Dancing in the kitchen

She is sewing pips of reminiscence in his fertile mind, selecting scenes for the reel of his memories. She is the Director, Writer and Makeup Artist. She would like to be the Film Editor too and supervise the relegation of her inadequacies to the cutting room floor. She would like to censor any shameful language: ‘You stupid boy,’ ‘I can’t take you anywhere,’ ‘I should have thought twice about having children.’ She does this in her Director’s Cut. In this version she is always smiling. She makes delicious, nutritious meals, irons his favourite clothes in time for him to wear them, patiently explains homework and never shushes him in the car because she is listening to the radio. 

But she does not have final cut privilege.

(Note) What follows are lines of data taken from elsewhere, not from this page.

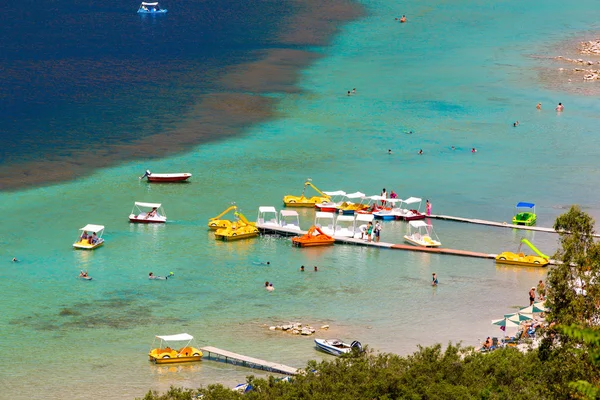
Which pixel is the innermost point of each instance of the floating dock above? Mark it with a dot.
(496, 224)
(250, 362)
(270, 229)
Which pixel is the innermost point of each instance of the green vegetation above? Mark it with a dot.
(566, 365)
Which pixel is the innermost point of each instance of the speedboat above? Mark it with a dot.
(331, 205)
(301, 201)
(325, 222)
(518, 258)
(349, 207)
(267, 216)
(164, 178)
(411, 214)
(164, 354)
(336, 346)
(389, 213)
(526, 218)
(289, 219)
(240, 229)
(344, 226)
(151, 8)
(421, 234)
(147, 213)
(314, 237)
(90, 241)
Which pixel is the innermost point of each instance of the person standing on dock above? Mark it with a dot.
(541, 290)
(377, 231)
(532, 296)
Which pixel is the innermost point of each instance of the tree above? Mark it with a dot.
(579, 266)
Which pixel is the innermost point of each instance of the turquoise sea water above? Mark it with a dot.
(458, 73)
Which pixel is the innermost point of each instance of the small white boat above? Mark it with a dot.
(289, 219)
(174, 177)
(325, 222)
(421, 234)
(344, 226)
(414, 213)
(393, 213)
(147, 213)
(89, 241)
(267, 216)
(336, 198)
(336, 346)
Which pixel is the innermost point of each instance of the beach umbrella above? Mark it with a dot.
(518, 317)
(534, 309)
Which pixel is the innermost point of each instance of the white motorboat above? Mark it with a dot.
(336, 198)
(336, 346)
(344, 226)
(91, 240)
(289, 219)
(145, 213)
(267, 216)
(411, 213)
(361, 222)
(421, 234)
(325, 222)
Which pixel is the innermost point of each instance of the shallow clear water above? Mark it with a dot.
(454, 74)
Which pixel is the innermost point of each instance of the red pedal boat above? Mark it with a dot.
(176, 177)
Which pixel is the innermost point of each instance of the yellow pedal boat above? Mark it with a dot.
(164, 354)
(92, 240)
(241, 229)
(507, 257)
(218, 223)
(302, 201)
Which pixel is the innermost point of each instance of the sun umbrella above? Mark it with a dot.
(518, 317)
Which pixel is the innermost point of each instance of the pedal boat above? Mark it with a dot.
(314, 237)
(151, 8)
(240, 229)
(389, 213)
(84, 244)
(349, 207)
(411, 214)
(518, 258)
(164, 354)
(527, 218)
(333, 203)
(420, 233)
(325, 222)
(166, 178)
(145, 211)
(218, 223)
(302, 201)
(336, 347)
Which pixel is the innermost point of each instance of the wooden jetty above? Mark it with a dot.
(361, 242)
(496, 224)
(250, 362)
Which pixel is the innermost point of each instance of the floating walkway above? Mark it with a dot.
(496, 224)
(362, 242)
(250, 362)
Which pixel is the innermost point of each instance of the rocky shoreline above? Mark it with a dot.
(591, 47)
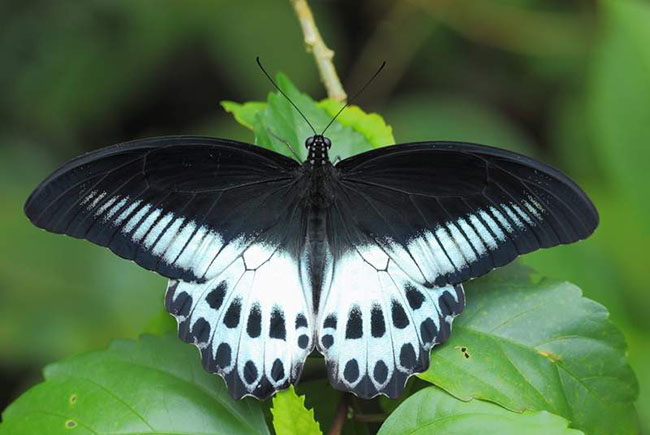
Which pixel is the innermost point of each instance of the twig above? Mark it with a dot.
(370, 418)
(322, 54)
(512, 28)
(341, 415)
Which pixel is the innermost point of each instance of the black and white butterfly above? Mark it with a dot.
(269, 259)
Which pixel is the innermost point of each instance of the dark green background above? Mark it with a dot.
(565, 81)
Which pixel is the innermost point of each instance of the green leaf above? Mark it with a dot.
(277, 124)
(620, 91)
(81, 295)
(433, 411)
(244, 113)
(290, 415)
(531, 343)
(453, 117)
(152, 385)
(371, 125)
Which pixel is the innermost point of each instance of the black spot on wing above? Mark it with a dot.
(181, 304)
(216, 296)
(277, 371)
(413, 296)
(377, 322)
(330, 321)
(250, 372)
(380, 372)
(301, 321)
(303, 341)
(354, 327)
(428, 330)
(254, 326)
(277, 328)
(231, 319)
(327, 341)
(201, 330)
(351, 371)
(407, 357)
(224, 356)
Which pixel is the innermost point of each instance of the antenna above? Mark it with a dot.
(285, 95)
(383, 64)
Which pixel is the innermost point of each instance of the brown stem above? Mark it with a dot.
(511, 28)
(322, 54)
(341, 415)
(370, 418)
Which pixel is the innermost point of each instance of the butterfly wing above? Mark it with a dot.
(223, 221)
(448, 212)
(407, 226)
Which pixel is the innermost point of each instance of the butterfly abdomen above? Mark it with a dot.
(317, 247)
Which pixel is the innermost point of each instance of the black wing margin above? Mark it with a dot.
(449, 211)
(181, 206)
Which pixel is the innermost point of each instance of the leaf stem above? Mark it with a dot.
(322, 54)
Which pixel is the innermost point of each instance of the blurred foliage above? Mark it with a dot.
(290, 415)
(566, 81)
(531, 343)
(153, 385)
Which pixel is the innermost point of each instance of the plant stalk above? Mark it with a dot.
(322, 54)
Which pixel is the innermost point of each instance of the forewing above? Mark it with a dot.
(446, 212)
(185, 207)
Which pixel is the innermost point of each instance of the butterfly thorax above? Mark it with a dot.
(317, 147)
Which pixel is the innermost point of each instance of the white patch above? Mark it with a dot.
(462, 243)
(523, 215)
(106, 205)
(127, 212)
(200, 250)
(144, 226)
(513, 217)
(494, 227)
(374, 255)
(108, 216)
(157, 231)
(451, 248)
(96, 199)
(257, 254)
(474, 238)
(534, 207)
(170, 238)
(88, 198)
(502, 220)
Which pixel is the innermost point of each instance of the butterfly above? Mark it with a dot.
(269, 258)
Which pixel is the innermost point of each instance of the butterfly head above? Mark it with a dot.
(318, 145)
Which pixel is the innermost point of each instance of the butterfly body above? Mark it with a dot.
(270, 259)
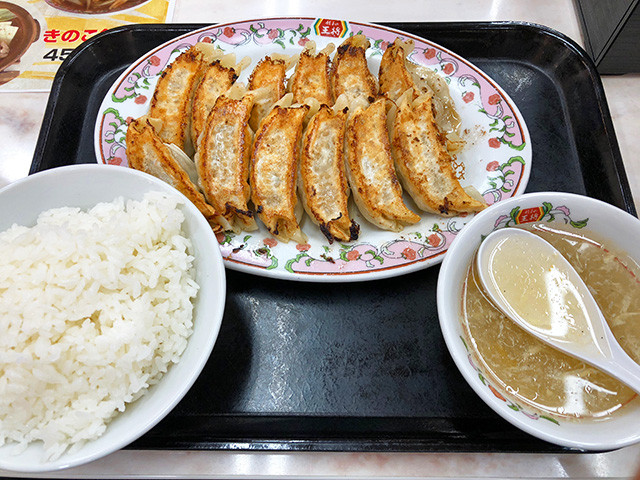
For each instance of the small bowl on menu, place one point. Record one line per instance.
(119, 291)
(544, 392)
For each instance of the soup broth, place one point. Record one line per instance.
(534, 373)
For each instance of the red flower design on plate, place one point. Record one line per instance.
(434, 239)
(409, 253)
(353, 255)
(429, 53)
(497, 394)
(270, 242)
(492, 166)
(494, 99)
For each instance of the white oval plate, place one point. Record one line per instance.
(497, 160)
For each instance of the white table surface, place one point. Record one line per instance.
(20, 119)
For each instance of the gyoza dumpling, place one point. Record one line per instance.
(393, 75)
(222, 157)
(274, 164)
(148, 153)
(350, 74)
(398, 74)
(422, 160)
(219, 76)
(375, 187)
(322, 181)
(311, 78)
(270, 74)
(172, 98)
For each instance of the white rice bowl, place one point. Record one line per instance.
(113, 323)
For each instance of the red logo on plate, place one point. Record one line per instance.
(529, 215)
(326, 27)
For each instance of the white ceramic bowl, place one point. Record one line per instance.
(84, 186)
(609, 224)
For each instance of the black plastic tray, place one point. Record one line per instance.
(363, 366)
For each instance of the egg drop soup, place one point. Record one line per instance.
(533, 373)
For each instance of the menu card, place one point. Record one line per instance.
(37, 35)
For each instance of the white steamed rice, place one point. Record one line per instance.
(94, 307)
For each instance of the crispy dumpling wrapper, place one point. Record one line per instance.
(350, 74)
(273, 175)
(370, 170)
(269, 73)
(322, 182)
(220, 73)
(148, 153)
(172, 99)
(311, 80)
(422, 161)
(223, 156)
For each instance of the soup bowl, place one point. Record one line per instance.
(613, 227)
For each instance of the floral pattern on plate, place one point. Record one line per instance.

He is The Editor of this portion of her life. He selects rare, single-take footage of her shouting and crying. He creates miserable montages of her mothering misdemeanours. ‘Remember when I really wanted to go on a donkey and you wouldn’t let me?’ he asks. ‘Remember when you said I would have to sleep in the loft with the wasp’s nest if I kept getting out of bed?’ he enquires. 

She is determined to expunge her failings. She selects a location, prepares the storyboard and applies makeup. 

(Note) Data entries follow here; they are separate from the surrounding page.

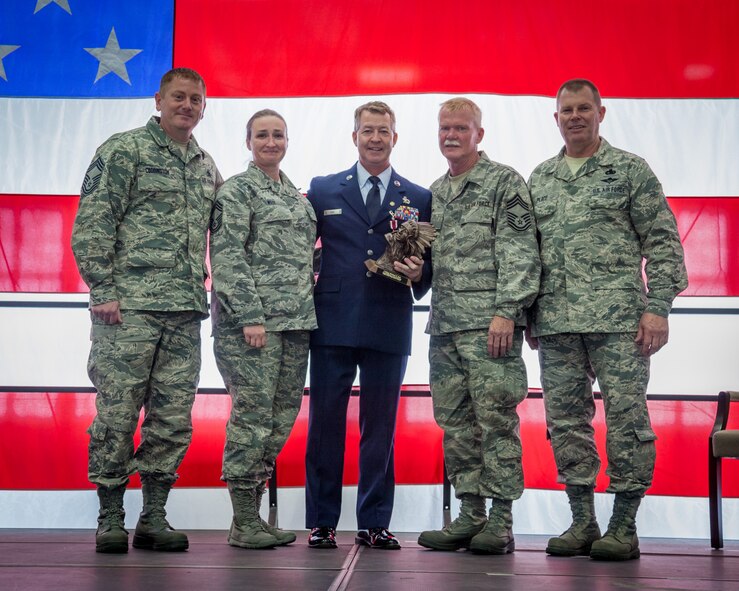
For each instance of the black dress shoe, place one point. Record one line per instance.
(322, 537)
(377, 537)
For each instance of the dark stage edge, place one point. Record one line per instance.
(32, 560)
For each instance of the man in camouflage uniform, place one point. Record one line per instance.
(139, 241)
(485, 274)
(261, 247)
(600, 211)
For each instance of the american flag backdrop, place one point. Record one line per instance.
(73, 72)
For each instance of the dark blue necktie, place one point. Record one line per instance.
(373, 198)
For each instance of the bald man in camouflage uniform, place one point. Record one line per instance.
(600, 212)
(485, 274)
(139, 240)
(262, 258)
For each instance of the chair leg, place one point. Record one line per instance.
(714, 501)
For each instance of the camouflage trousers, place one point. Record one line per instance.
(151, 360)
(569, 365)
(475, 399)
(266, 388)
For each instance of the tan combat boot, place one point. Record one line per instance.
(497, 536)
(459, 532)
(111, 537)
(153, 532)
(620, 541)
(576, 541)
(283, 537)
(246, 528)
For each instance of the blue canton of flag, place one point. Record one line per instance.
(84, 48)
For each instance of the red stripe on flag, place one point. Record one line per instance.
(630, 48)
(35, 253)
(47, 433)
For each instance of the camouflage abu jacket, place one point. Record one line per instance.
(261, 252)
(485, 257)
(140, 232)
(595, 228)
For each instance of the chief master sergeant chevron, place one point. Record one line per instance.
(485, 274)
(600, 212)
(139, 241)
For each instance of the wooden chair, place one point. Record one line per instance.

Take One: Dancing in the Kitchen

The radio is loud. The dance is a comedy combination of moves she used to perform in earnest several years ago. The noise will draw him to her and her exuberance will proclaim: I’m so happy to be your mother that I’m dancing in the kitchen. I love you so much; let’s dance in the kitchen, together. 

Take Two: Dancing in the Kitchen

The radio is louder. This time he will forsake the television in order to investigate. He will burst into the kitchen and join in the dance. They will laugh together in a way that allows her to begin sentences with, ‘Remember when we danced in the kitchen?’

Take Three: Dancing in the Kitchen

The radio is moderately loud so as not to irritate him. He will come into the kitchen eventually, when he wants a drink or to ask what’s for tea. He will chuckle at her dance.

Director’s Cut: In the Kitchen

The radio is on. Eventually he comes in. She sends him such a smile. Perhaps he will remember it.